Karina Melo · CRP 36352-0525 de agosto de 2026 6 min de leitura
Entre o cuidado e o rótulo: olhar para o sofrimento sem reduzir a pessoa ao diagnóstico

Ana chegou dizendo: “Doutora, eu acho que eu sou depressiva.” Ela não falou “estou triste”. Não falou “estou cansada”. Chegou com um nome pronto.

Quando perguntei o que estava acontecendo, vieram camadas: separação recente, noites mal dormidas, excesso de responsabilidades, culpa por não dar conta. A tristeza era real. O sofrimento também. Mas a história era maior que o rótulo.

O diagnóstico é mapa, não identidade

Manuais como o DSM-5 e a CID-11 organizam padrões de sintomas com base em pesquisa científica. Eles ajudam a reconhecer quando há persistência, intensidade e prejuízo funcional suficientes para caracterizar um transtorno. Nomear orienta o cuidado, favorece acesso a acompanhamento e diminui culpa.

Mapa não é território. O diagnóstico descreve critérios — não define a pessoa inteira.

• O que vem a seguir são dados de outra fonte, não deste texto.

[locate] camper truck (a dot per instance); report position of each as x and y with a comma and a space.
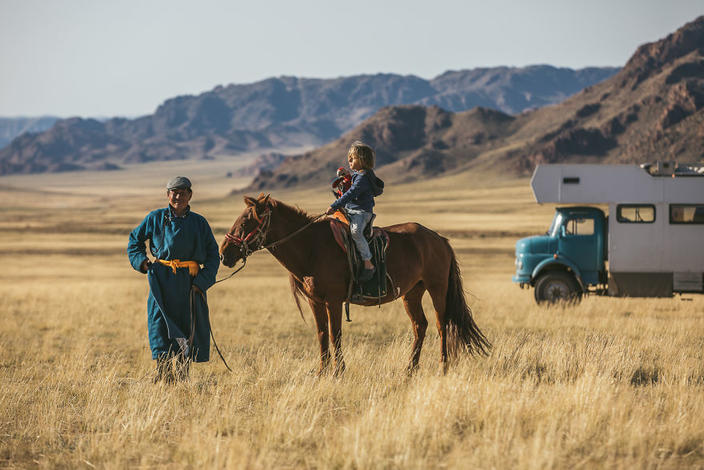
650, 244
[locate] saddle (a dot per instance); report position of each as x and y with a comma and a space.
378, 286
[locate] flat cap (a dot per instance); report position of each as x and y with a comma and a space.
179, 182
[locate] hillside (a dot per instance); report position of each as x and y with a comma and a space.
652, 109
280, 112
13, 127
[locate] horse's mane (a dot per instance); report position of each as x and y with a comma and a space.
293, 212
299, 214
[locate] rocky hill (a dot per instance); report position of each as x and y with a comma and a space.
280, 112
652, 109
13, 127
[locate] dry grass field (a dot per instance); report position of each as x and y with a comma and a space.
611, 383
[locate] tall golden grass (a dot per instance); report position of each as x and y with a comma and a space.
608, 383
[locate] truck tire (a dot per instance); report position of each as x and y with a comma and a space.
557, 286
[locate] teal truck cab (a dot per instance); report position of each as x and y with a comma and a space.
569, 259
650, 245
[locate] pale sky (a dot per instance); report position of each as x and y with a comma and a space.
125, 57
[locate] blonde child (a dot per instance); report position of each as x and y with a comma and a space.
358, 201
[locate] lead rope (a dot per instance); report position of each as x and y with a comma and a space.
244, 263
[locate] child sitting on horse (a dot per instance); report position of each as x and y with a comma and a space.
358, 200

A ciência diferencia emoções esperadas da vida — luto, frustração, medo, tristeza diante de perdas — de quadros clínicos persistentes e incapacitantes. Modelos dimensionais, como a Taxonomia Hierárquica da Psicopatologia, mostram que o sofrimento existe em um continuum: o que diferencia experiência comum de transtorno é duração, intensidade, impacto e contexto.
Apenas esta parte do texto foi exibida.